Dot was already on her cell, talking to 911, rambling on about how a woman half her age (Karin’s 54, which would put Dot at 108 – slight exaggeration) and twice her size was in her face, harassing her. Karin and I and the Doberman human exploded with laughter. Dot rambled on like this for several minutes and then hurried over to her clutch of buddies for “protection.”
Someone washed out Cody’ eyes while this was going on, we stuck around longer than usual so Karin would have witnesses, and the police eventually arrived – two undercover drug cops. Dot hurried out to greet them, to get in her side of the story. The rest of us waited in our area. These two young, tough-looking guys finally made their way to us.

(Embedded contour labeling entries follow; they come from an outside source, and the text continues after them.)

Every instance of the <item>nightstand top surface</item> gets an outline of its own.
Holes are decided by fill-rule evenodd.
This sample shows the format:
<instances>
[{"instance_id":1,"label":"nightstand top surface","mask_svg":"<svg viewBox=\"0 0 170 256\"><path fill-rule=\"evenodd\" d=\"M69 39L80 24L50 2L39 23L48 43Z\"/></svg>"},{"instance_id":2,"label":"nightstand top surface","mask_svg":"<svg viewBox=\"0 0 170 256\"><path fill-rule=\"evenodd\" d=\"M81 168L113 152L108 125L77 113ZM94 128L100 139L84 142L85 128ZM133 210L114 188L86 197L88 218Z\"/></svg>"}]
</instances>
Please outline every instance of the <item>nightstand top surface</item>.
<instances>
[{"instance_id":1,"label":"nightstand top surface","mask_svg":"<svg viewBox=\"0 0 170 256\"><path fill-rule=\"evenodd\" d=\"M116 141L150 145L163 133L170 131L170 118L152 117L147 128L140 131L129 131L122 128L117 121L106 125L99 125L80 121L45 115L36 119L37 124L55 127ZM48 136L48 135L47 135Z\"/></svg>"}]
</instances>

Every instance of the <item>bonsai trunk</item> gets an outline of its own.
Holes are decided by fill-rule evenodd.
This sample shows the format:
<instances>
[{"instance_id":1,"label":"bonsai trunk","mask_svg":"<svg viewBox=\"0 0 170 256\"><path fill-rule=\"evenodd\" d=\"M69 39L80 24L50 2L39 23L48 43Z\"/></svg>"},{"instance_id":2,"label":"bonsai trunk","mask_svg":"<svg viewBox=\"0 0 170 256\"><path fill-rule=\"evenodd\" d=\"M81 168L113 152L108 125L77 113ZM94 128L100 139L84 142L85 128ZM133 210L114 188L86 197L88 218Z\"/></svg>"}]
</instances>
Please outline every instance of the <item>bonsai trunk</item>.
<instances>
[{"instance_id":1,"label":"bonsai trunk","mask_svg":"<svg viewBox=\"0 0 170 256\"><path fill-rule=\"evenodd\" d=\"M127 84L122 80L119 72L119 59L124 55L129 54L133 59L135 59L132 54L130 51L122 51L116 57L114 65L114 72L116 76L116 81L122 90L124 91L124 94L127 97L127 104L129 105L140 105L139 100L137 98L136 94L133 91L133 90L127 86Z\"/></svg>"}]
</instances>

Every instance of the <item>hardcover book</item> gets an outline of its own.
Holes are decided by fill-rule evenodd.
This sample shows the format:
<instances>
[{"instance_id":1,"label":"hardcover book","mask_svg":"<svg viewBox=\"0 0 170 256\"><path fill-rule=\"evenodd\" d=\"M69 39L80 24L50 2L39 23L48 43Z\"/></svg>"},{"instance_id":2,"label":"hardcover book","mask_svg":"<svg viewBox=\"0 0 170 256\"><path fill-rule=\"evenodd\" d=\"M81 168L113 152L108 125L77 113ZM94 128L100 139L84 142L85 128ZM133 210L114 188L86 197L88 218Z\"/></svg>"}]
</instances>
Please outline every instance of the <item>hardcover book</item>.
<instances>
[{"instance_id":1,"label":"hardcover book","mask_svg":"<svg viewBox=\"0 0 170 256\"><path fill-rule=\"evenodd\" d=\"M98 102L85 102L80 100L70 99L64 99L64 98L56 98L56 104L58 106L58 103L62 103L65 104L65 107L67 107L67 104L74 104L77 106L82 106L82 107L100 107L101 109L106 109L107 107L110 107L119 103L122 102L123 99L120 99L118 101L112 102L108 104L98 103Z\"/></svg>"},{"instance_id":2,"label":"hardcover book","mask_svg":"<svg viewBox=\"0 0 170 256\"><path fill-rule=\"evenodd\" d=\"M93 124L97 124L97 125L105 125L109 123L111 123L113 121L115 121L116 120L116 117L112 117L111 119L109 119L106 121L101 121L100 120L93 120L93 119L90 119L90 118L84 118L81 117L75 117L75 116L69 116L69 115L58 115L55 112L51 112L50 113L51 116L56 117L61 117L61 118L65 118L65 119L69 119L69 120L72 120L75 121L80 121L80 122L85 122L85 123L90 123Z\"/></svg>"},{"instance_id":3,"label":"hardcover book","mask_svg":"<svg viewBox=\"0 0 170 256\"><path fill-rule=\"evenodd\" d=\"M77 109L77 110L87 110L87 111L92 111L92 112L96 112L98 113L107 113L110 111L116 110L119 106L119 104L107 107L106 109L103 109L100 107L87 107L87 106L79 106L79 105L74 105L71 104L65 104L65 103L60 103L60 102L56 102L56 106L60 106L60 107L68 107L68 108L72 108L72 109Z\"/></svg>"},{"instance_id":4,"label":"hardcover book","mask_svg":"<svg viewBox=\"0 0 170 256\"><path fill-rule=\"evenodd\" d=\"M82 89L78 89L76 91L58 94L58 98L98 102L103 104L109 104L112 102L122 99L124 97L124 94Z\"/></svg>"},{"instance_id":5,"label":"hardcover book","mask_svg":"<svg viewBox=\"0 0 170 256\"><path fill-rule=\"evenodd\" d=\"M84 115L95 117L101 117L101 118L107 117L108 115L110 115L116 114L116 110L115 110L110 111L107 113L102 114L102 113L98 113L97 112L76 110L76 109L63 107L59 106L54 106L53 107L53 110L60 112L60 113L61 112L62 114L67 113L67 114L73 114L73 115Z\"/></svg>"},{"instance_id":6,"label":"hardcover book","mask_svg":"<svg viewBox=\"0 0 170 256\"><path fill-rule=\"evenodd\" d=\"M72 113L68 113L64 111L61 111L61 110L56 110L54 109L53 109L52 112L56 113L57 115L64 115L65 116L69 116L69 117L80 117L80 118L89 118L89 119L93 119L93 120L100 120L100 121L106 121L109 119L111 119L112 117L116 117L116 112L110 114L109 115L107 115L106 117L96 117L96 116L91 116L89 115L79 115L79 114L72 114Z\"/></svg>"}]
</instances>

Shift change. That’s why we had armed undercover drug boys instead of, well, dog park boys. They basically said that Dot has some screws loose, they told her to forget the bug spray, and that if it happened again, Karin could call Animal Care and Control and file a complaint. “But the real problem,” says one cop,” is that this dog park is nicer than most kid day care centers. If the cops get too many complaints, the city may just decide to close the park.”
The synchro here is that I’m writing about shape shifters – humans who have been turned into dog/wolf shifters. In this particular story, the species is violent. What I discovered, though, is that the dog part of this equation is willing to live and let live. It’s the humans who go for the jugular.
I may have to alter the particulars of my plot line.